DSC_0011 (2)smmDSC_0016 (4)smDSC_0024 (2)smDSC_0031 (4)smDSC_0018 (2)smDSC_0030 (8)smDSC_0017 (1)smDSC_0037 (4)smDSC_0002DSC_0021 (4)Story and photos by Robert Chartuk

Friends and family turned out Saturday to celebrate the 100th birthday of Mastic Beach resident Richard John Tuscani at the American Legion Arthur H. Clune Post 1533.
The post on Mastic Beach Road was a fitting place for the party since Richie is an Army veteran and one of the last surviving World War Two vets in Suffolk County. Joining him were fellow veterans Sonny Venneri who served in the Navy on the Franklin D. Roosevelt carrier and Richard Reed, an Air Force pilot.

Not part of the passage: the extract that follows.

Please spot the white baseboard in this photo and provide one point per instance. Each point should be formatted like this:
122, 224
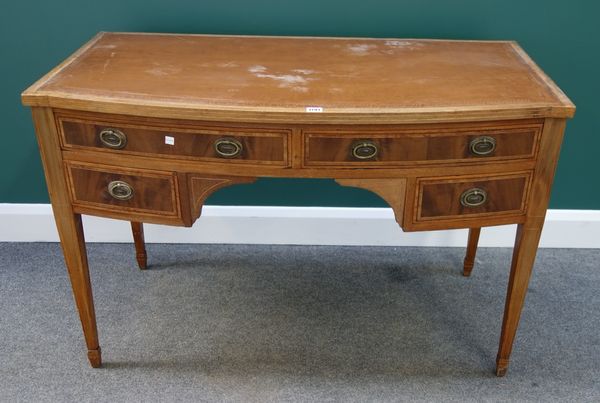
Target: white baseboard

“I attribute my long years to clean living and having a great family” the Centenarian said, pointing out that he has never smoked or taken a drink. “In fact, when I was in the Army, the Captain made me his driver when he found out I didn’t drink,” said Tuscani who was born June 13, 1916, a year before World War One. He received Bronze Stars for his battle service in the Philippines, for liberating the Philippines, and surviving a Kamikaze attack.

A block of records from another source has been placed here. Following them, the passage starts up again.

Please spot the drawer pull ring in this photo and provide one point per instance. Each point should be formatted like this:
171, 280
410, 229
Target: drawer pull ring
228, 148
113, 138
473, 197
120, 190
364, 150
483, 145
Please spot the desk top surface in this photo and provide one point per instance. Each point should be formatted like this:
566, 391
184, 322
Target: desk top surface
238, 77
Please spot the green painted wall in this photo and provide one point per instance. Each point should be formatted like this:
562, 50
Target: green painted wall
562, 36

Tuscani also noted that good genes had a hand in his longevity with his mother reaching 100, his dad 97, and his aunt living to 102.
Joining Richie to celebrate his 100 years were his two sisters, Gloria Mineo and Helen Camposa. His son Richard and daughter June Skidmore were also on hand along with two grandchildren and three greats.

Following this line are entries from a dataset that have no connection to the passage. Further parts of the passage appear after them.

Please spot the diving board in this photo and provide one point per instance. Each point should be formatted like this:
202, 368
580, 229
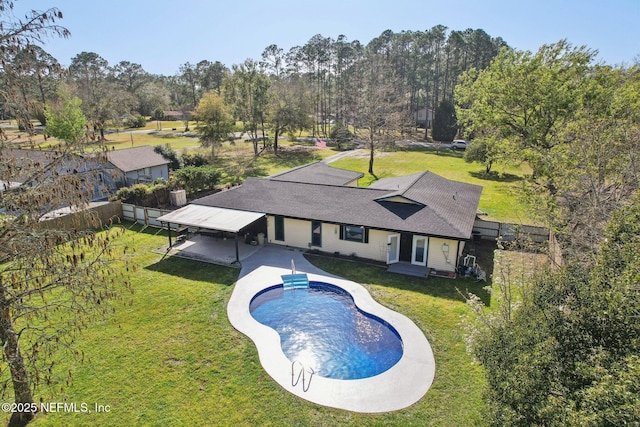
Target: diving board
295, 281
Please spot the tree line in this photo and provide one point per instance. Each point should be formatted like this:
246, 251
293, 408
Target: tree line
308, 87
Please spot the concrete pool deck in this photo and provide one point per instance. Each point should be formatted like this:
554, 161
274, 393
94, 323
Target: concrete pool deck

Tuscani said he moved to Mastic Beach when he was 65 for a single reason, boating and fishing, and stayed for the people and the community. “I love the area and the people who live here. They have been so good to me.”
His hundred years had him serving as a New York City fireman, mail carrier, building inspector, dock master, and owner of an oil delivery business. One of his first jobs was with Ronzoni where he worked with the original family of the famous pasta company.
Legislator Kate Browning was on hand to issue a county proclamation. “I first met Richie when he was working as a monitor on one of my school buses,” she said. “Dad worked his entire life,” noted Richie, Jr. “He’s the only person I know who was eligible for unemployment when he was in his nineties.”